Psoriasis Worsened by Drugs: What Medications Trigger Flares and How to Avoid Them

When psoriasis worsened by drugs, a condition where certain medications cause skin plaques to flare or become more severe. Also known as drug-induced psoriasis, it’s not rare—and it’s often missed because the link isn’t obvious. You might be taking a pill for high blood pressure, depression, or arthritis, and not realize it’s making your skin worse. This isn’t just about irritation—it’s about your immune system reacting in ways that turn mild psoriasis into a painful, visible flare.

Some of the most common culprits include beta-blockers, medications used to treat high blood pressure and heart conditions, which can slow down skin cell turnover in a way that traps dead cells under the surface, triggering plaques. Lithium, a mood stabilizer used for bipolar disorder, is another big one—it interferes with immune signaling and can make psoriasis up to 50% worse in some people. Even antimalarials, drugs like hydroxychloroquine used for lupus or malaria prevention, have been tied to sudden, severe outbreaks. And if you’re on NSAIDs for joint pain, you might think they’re helping your psoriatic arthritis—until they don’t. In some cases, they make both the skin and joints flare together.

The good news? Not everyone reacts the same way. Your body’s response depends on genetics, how long you’ve had psoriasis, and what other conditions you’re managing.
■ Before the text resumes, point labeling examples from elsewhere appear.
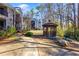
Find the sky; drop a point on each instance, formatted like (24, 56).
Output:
(25, 6)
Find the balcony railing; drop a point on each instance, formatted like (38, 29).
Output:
(3, 12)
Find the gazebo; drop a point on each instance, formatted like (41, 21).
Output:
(49, 29)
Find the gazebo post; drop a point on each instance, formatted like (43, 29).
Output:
(49, 30)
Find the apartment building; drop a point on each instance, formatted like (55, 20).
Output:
(27, 23)
(6, 16)
(10, 17)
(19, 19)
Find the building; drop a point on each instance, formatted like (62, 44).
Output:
(27, 23)
(10, 17)
(6, 16)
(19, 19)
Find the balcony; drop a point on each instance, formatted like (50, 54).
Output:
(3, 11)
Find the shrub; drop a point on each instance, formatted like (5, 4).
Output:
(71, 34)
(29, 34)
(60, 31)
(2, 33)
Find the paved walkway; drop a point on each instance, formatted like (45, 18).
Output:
(34, 47)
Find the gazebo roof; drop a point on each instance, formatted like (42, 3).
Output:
(49, 24)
That’s why it’s not about avoiding all these drugs—it’s about knowing the risks and talking to your doctor before starting or switching anything. If your skin suddenly flares after starting a new medication, don’t assume it’s stress or diet. Track it. Write down when the flare started and what changed. Bring that to your provider. Sometimes, switching to a different class of drug—like swapping a beta-blocker for an ACE inhibitor—can make all the difference without losing the health benefit you need.

And it’s not just about the drugs you take directly. Some treatments for other autoimmune conditions, like TNF inhibitors used for rheumatoid arthritis, can paradoxically trigger psoriasis in people who didn’t have it before. That’s why understanding the link between psoriatic arthritis, an autoimmune disease that affects both skin and joints and medication use matters. If you have joint pain and scaly skin, you might be dealing with both—and the wrong drug could make both worse.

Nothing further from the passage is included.